Brown brings back the defensive mind-set that can turn a good team into a championship team. Mike Brown also coached Andrew Bynum with the L.A. Lakers in his only All-Star season when he averaged 18.7 points per game and 11.8 rebounds. Mike recently announced that Andrew will be the Cavs starting center on opening day if he is ready to play. Medical exams at the Cleveland Clinic are encouraging. He likely will start.
Connect the dots!
Chris Grant wants LeBron James back! If he does, he will have all three players that Cleveland drafted number one in the past 10 years — that’s right THREE NUMBER ONE draft picks in 10 years — and two in the past three years. The team of the future for LeBron is the team of his past: The Cleveland Cavaliers. Chris Grant bought back Mike Brown. Next bring-back target in his sights: LeBron James!
LeBron arguably is the best player in the NBA– even the best of the decade. Chris Grant has the potential to prove that he himself may be one of the best, if not the best, general manager in the NBA. Clearly they need to get together. Do not underestimate the skills of GM Chris Grant.

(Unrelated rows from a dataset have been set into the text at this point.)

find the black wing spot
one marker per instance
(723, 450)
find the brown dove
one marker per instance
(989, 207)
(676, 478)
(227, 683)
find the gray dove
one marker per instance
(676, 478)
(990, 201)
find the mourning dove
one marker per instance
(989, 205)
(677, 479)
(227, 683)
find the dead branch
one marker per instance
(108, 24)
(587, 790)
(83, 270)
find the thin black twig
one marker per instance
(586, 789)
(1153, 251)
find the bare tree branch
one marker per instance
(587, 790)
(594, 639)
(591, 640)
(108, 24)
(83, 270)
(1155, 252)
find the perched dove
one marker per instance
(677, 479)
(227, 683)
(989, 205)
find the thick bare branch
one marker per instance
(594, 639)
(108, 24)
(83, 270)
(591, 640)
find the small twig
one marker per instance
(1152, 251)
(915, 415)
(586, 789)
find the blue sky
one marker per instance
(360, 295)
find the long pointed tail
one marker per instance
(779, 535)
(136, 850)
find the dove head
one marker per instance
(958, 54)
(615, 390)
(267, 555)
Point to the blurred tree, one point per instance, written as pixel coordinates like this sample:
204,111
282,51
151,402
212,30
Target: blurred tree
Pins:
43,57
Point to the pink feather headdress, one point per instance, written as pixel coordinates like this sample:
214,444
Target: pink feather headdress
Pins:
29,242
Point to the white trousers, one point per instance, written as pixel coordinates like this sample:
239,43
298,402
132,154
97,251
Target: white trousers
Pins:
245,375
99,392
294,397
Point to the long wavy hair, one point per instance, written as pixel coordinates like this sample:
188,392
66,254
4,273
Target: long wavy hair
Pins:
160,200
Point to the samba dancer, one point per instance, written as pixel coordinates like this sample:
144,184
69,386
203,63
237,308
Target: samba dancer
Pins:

Together they can bring an end to the almost mythic curse in Cleveland — no pro sports team has won a championship since the baseball Indians in 1948. The Cavs have never won an NBA championship. They made the finals once — in 2004 with James. The football Browns have never made it to the Super Bowl let alone winning one. Can LeBron James can take back the mantle of the Chosen One to change Cleveland sports history in 2014? Whether it is popular with the fans and media or not, lesser known Chris Grant will make every effort to make that happen.